Jewitt, C., Price, S., and Xambó, A.(2016) Conceptualising and researching the body in digital contexts: towards new methodological conversations across the arts and social sciences, Qualitative Research (online first)
The turn to the body in social sciences has intensified the gaze of qualitative research on bodily matters and embodied relations and made the body a significant object of reflection, bringing new focus on and debates around the direction of methodological advances. This article contributes to these debates in three ways: 1) we explore the potential synergies across the social sciences and arts to inform the conceptualization of the body in digital contexts; 2) we point to ways qualitative research can engage with ideas from the arts towards more inclusive methods; and 3) we offer three themes with which to interrogate and re-imagine the body: its fragmenting and zoning, its sensory and material qualities, and its boundaries. We draw on the findings of an ethnographic study of the research ecologies of six research groups in the arts and social sciences concerned with the body in digital contexts to discuss the synergetic potential of these themes and how they could be mobilized for qualitative research on the body in digital contexts. We conclude that engaging with the arts brings potential to reinvigorate and extend the methodological repertoire of qualitative social science in ways that are pertinent to the current re-thinking of the body, its materiality and boundaries.

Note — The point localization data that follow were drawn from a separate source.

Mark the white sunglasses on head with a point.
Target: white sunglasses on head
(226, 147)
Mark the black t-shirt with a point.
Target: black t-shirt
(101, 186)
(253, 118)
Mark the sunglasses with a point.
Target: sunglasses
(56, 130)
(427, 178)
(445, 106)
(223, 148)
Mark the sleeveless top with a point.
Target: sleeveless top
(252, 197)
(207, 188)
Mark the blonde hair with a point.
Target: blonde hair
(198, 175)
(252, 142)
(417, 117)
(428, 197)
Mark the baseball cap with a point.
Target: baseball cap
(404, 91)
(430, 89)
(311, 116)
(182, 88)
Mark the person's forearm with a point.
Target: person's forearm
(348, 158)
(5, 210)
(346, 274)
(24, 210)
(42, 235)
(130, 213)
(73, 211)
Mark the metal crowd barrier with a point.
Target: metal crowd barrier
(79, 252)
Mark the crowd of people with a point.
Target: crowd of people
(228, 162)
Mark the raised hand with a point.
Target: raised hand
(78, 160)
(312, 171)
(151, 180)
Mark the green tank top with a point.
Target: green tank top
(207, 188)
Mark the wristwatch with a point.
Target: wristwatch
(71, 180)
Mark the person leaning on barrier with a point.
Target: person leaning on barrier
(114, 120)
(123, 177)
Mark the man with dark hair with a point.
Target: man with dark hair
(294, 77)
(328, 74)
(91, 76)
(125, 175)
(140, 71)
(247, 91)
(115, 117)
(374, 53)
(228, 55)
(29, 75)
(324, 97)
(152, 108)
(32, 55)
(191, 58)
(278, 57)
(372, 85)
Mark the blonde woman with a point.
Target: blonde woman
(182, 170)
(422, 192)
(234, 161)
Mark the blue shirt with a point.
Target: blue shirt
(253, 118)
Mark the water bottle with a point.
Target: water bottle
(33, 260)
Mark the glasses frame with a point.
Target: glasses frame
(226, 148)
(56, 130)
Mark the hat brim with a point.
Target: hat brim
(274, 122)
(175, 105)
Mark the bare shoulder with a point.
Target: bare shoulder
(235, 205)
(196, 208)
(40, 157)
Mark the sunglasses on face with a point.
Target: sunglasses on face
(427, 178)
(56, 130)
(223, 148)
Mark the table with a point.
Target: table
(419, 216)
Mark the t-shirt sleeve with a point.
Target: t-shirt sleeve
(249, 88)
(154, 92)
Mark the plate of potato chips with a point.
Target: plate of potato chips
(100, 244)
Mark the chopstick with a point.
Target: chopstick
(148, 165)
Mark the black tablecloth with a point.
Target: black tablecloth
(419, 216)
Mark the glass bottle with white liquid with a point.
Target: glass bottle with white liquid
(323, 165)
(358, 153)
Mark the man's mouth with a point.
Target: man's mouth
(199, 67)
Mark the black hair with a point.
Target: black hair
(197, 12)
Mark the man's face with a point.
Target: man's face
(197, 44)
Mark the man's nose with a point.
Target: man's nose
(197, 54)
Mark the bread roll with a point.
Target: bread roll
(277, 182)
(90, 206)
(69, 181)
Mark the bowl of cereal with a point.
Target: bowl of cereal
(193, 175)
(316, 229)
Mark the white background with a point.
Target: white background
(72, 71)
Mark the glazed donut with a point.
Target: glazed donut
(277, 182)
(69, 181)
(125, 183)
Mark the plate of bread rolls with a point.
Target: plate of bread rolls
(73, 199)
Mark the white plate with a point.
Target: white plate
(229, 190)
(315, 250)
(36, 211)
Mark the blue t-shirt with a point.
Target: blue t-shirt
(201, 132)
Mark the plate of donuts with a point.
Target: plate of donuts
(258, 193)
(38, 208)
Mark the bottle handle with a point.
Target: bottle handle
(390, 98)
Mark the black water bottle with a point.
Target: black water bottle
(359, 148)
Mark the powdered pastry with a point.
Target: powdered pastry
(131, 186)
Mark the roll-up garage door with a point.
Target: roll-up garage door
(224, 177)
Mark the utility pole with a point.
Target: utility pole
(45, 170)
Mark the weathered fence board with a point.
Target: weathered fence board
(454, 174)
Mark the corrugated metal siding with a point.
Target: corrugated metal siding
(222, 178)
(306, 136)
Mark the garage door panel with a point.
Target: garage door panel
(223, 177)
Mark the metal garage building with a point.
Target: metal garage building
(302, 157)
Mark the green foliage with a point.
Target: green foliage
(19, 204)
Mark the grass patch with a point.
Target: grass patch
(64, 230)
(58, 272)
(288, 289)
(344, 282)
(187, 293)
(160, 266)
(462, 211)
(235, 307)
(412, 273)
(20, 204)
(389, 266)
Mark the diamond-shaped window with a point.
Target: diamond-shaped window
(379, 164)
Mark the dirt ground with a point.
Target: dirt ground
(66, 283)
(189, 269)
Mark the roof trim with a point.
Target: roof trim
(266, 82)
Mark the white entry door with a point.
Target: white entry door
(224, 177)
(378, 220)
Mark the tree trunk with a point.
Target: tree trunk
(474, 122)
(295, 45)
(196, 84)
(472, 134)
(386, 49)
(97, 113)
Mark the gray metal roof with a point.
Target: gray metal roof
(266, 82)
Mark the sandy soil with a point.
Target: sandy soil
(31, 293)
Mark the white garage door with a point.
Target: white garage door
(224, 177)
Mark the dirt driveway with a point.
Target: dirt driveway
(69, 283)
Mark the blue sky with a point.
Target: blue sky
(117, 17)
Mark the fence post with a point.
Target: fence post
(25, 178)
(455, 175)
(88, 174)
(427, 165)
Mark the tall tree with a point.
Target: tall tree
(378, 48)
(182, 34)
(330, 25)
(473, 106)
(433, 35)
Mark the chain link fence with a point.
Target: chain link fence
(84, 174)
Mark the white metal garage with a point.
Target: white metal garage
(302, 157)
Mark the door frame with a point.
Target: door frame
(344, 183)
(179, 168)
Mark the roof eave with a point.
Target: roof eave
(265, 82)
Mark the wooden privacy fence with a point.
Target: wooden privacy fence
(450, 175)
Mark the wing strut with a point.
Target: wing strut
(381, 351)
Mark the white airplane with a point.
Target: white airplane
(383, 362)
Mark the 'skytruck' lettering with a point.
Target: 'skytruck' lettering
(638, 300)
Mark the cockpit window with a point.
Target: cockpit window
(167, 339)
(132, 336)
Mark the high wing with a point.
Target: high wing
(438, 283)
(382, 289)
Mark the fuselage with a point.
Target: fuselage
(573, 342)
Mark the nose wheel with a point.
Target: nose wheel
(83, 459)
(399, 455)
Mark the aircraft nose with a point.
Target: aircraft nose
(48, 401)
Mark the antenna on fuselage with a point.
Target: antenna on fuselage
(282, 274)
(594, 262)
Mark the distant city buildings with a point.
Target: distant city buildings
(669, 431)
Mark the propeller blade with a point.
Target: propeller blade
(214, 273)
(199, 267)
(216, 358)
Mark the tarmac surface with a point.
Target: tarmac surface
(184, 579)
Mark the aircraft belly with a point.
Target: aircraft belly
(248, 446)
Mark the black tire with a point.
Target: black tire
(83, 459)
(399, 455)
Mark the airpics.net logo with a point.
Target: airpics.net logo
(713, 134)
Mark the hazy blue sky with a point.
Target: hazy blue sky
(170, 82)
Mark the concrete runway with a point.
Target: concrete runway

Key words: arts-methods; body; digital; embodiment; interdisciplinary; methods; post-humanism; post-methods
Access paper: http://qrj.sagepub.com/content/early/2016/07/19/1468794116656036.abstract
Jewitt, C., Xambó, A., and Price, S. (2016) Exploring methodological innovation in the social sciences: the body in digital environments and the arts, International Journal of Social Research Methodology
Abstract
In this paper we examine methodological innovation in the social sciences through a focus on researching the body in digital environments. There are two strands to our argument as to why this is a useful site to explore methodological innovation in the social sciences. First, researching the body in digital environments places new methodological demands on social science. Second, as an area of interest at the intersection of the social sciences and the arts, it provides a focus for exploring how social science innovation can be informed by engagement with the arts, in this instance how the arts work with the body in digital environments and take up social science ideas in novel ways. We argue that social science engagement with the arts and the relatively unmapped terrain of the body in digital environments has the potential to open up spaces for innovative social science questions and methods: spaces, questions and methods that have potential for more general social science methodological innovation. We draw on the findings of the Methodological Innovation in Digital Arts and Social Sciences (MIDAS) project a multi-site ethnography of the research ecologies of the social sciences and the arts related to the body in digital environments. We propose a continuum of methodological innovation that attends to how methods are moved across research contexts and disciplines, in this instance the social sciences and the digital arts. We illustrate and discuss the innovative potential of expanding and re–situating methods across the social sciences and the arts, the transfer of methods and concepts across disciplinary borders and the interdisciplinary generation of new methods. We discuss the catalysts and challenges for social science methodological innovation in relation to the digital and the arts, with attention to how the social sciences might engage with the arts towards innovative research.
Xambó, A., Jewitt, C. and Price, S. (2014) Towards an integrated methodological framework for understanding embodiment in HCI. In Proceedings of the SIGCHI Conference on Human Factors in Computer Systems. ACM.
Abstract: The third wave in HCI reveals how embodiment matters in post-WIMP computing systems. Yet it is still unclear what methods provide effective insight into the nature of embodiment in HCI in relation to both design and use. This paper presents work in progress on MIDAS, a cross-disciplinary methodological research project on embodiment and technology exploring synergies across the fields of Digital Arts and Social Sciences. We argue that exploiting these synergies can contribute towards an integrated, innovative and progressive framework for understanding digital body interactions. We introduce the 5 ongoing case studies that inform MIDAS, outline the project’s use of multimodal ethnography, and discuss two emerging themes: ‘conceptualising the body’ and ‘the sensory’, which will contribute to a methodological framework for informing future design, analysis and evaluation of HCI systems.